With $5 billion in annual revenue, NetApp certainly has the storage gravitas to stand behind such the super-sized Sequoia deployment. As NetApp CEO Tom Georgens said back in March when the Engenio acquistion was announced, “We can exploit this technology in a way the seller could not,” referring to LSI.
When it’s installed in 2012, Sequoia may well be the most powerful supercomputer in the world. The IBM Blue Gene/Q machine will consist of 96 racks, comprising more than 98 thousand compute nodes, and 1.6 million cores. Going by the latest Green500 ranking of the protype Blue Gene/Q, not only will Sequoia be a top performer FLOPS-wise, it will almost certainly be among the most energy-efficient supers on the planet.
The machine will be primarily used for running supercomputer simulations for the Stockpile Stewardship Program, the initiative that supports the safey and reliablity of nuclear weapons under the direction of the National Nuclear Security Administration (NNSA). Since live nuclear weapons testing is no longer permitted, the NNSA relies on these simulations to maintain the nuclear deterrent — applications that have become increasing performance-demanding as the weaponry has aged. Sequoia will also be employed for a range of other of scientific and engineering research that required elite supercomputing.

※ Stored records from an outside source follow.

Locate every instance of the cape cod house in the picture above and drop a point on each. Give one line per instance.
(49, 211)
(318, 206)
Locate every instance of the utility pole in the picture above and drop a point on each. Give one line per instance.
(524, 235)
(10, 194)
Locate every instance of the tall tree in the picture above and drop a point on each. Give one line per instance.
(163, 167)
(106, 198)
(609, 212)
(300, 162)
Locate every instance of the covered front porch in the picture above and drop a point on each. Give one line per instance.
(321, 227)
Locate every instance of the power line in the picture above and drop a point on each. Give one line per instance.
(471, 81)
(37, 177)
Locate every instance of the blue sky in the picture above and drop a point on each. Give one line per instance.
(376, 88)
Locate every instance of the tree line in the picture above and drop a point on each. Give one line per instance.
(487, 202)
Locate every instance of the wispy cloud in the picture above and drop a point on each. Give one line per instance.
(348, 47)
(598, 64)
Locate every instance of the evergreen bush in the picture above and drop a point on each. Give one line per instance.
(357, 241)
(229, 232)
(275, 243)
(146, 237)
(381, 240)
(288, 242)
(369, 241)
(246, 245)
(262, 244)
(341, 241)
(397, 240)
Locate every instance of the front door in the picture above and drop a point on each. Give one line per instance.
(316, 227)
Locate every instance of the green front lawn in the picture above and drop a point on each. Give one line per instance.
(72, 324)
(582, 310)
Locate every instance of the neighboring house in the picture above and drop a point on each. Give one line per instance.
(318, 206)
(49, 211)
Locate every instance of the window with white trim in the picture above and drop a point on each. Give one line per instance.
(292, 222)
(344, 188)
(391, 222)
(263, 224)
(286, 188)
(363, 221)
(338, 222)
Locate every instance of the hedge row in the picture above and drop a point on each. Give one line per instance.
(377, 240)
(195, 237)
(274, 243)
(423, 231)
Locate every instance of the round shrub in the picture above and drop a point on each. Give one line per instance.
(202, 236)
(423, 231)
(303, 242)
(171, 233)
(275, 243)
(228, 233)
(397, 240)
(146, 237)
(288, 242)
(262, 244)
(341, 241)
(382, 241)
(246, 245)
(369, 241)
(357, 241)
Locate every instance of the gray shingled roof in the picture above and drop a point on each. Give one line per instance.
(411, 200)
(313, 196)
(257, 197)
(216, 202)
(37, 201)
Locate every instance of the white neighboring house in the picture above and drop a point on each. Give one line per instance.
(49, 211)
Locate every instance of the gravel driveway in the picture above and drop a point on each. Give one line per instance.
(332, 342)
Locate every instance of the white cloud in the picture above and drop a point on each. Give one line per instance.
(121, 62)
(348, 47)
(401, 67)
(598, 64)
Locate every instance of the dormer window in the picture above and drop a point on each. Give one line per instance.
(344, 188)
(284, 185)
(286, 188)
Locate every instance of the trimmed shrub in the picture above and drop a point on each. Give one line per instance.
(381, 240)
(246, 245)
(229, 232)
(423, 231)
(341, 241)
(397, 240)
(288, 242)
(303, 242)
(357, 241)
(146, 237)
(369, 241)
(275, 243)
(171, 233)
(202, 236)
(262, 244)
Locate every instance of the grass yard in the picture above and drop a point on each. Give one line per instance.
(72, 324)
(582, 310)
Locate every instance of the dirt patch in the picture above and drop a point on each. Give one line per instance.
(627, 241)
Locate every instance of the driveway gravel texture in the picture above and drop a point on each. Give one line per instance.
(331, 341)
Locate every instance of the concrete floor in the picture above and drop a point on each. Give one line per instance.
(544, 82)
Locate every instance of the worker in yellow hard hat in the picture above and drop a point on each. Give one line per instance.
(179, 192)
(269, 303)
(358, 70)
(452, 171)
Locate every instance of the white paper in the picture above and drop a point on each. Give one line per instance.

The orginal description for Sequoia called for just 1.6 PB of storage, which seemed a bit miserly for such a large amount of compute, so it’s only a little surprising they opted for another 50 petabytes. Neither the DOE lab or NetApp has commented on what the immense storage is to be used for, other than to state the obvious need for extreme I/O performance and scalability for the 20-petaflop behemoth.
The NetApp announcement did not specify which E-Series product is being used for the Sequoia deployment, but it might end up being based on the new E5400. In June, the company unveiled the E5400 storage line, making a point of its support for the Lustre file system and being benchmarked in the Lawrence Livermore Hyperion test bed. The E5400 is able to pack up to 60 drives and a petabyte of capacity in 24U, certainly making it suitably dense for a petascale setup.
The 55 PB of storage and 1 TB/sec of I/O bandwidth is a step change for supercomputers at LLNL, or nearly anywhere for that matter. Another Blue Gene/Q system, the 10-petaflop Mira supercomputer is slated for 70 PB of disk storage and 470 GB/sec of I/O. That system is scheduled to be installed at Argonne National Laboratory, also in 2012
But neither Sequoia or Mira will be at the top of the storage heap, capacity-wise at least. Last month, IBM announced plans to build a 120 PB storage system using the company’s home-grown General Parallel File System (GPFS). The customer and deployment date for that storage installation was not made public.